Suppose you have a DHCP-enabled network where some firewall restrictions are imposed on a range of addresses and that you have a set of connecting Windows clients for which all the firewall rules have to be bypassed. In that case, the easiest way would be to use DHCP to place the Windows clients in a separate network and adapt the firewall rules accordingly. This can be achieved with DHCP option 77 sent by Windows clients in case they have a configured interface class id.

Setting up Windows

The first thing to do is to assign a class ID to the Windows clients by using the ipconfig option in a Windows command prompt with elevated privileges. For example for the adapter called Local Area Network you would issue the command:

ipconfig /setclassid "Local Area Network" punchthrough

which will set the class identifier to punchthrough on the Local Area Network adapter. To see the changes, you would issue:

ipconfig /all

and look for the line starting with DHCPv4 Class ID.

Configuring ISC DHCPd

To configure the ISC DHCPd server, you would edit your existing configuration file (usually placed at /etc/dhcpd/dhcpd.conf and add assign the option 77 and then configure DHCP class that would match the punchthrough client ID sent by the Windows clients.

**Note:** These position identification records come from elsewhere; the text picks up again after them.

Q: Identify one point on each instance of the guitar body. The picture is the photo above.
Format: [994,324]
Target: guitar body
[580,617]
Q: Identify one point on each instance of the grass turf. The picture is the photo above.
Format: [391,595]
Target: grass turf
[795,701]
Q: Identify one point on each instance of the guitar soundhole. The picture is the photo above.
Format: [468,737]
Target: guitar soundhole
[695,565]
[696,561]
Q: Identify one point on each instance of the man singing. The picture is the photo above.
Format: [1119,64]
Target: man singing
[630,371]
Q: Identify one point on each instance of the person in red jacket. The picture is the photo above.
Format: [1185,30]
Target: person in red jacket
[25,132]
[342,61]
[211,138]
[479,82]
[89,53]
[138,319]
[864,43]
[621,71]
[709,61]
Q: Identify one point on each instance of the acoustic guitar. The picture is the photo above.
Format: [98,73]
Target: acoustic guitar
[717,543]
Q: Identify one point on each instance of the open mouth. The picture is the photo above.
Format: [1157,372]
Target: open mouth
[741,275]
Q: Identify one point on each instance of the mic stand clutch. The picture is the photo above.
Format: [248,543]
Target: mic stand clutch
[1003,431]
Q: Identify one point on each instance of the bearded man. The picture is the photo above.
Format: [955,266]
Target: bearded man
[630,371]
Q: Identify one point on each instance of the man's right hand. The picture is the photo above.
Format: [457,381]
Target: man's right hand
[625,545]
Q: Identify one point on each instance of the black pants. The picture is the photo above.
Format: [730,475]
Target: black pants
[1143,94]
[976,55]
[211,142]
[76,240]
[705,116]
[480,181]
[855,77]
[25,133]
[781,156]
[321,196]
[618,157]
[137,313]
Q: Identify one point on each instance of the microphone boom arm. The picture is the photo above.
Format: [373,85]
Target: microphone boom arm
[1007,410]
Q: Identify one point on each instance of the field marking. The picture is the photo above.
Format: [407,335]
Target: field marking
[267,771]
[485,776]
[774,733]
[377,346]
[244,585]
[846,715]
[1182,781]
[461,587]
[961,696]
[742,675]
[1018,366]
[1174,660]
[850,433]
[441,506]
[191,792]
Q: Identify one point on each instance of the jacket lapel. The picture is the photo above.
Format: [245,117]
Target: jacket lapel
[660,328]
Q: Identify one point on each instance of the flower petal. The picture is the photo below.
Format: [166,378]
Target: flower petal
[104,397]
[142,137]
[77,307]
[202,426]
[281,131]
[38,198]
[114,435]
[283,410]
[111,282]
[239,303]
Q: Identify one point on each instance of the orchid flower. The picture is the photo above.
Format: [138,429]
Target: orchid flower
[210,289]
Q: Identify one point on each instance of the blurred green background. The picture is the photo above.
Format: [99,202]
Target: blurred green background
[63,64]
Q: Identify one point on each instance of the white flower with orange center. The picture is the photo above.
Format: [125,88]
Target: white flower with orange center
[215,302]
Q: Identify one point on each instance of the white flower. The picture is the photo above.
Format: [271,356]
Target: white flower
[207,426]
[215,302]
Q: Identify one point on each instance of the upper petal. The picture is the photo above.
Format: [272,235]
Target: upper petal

To configure option 77 for DHCPd, you would add in the DHCPd configuration file in a global scope:

option windows-class-id code 77 = string;

where windows-class-id is any name you want to assign to code 77.

After that, configure a class that matches the client identifier sent by Windows:

class "punchthrough" {
    match if option windows-class-id = "punchthrough";
}

Finally, in the subnet declaration, you can configure two separate pools. Suppose we want to give the clients that send a puncthrough class ID a range of addresses 192.168.0.100 to 192.168.0.200 and all the other clients a range of addresses 192.168.0.50 to 192.168.0.80. Then we would configure DHCP as:

subnet 192.168.0.0 net mask 255.2555.255.0 {
    option routers 192.168.0.1; # router is at 192.168.0.1
    # more global options...
    
    # Windows clients sending class ID "punchthrough" will be matched in this pool.
    pool {
        allow members of "punchthrough";
        range 192.168.0.100 192.168.0.200;
    }
    
    pool {
        deny members of "punchthrough";
        range 192.168.0.50 192.168.0.80;
    }
}

Monitoring Traffic

To check that the setup is in order, you can use tcpdump and check the appropriate ports for DHCP messages. Most likely, when you issue on the Windows machine:

ipconfig /renew

you will see traffic sent by the client, amongst which:

	    CLASS Option 77, length 12: "punchthrough"

which should be matched by DHCP if the setup is correct.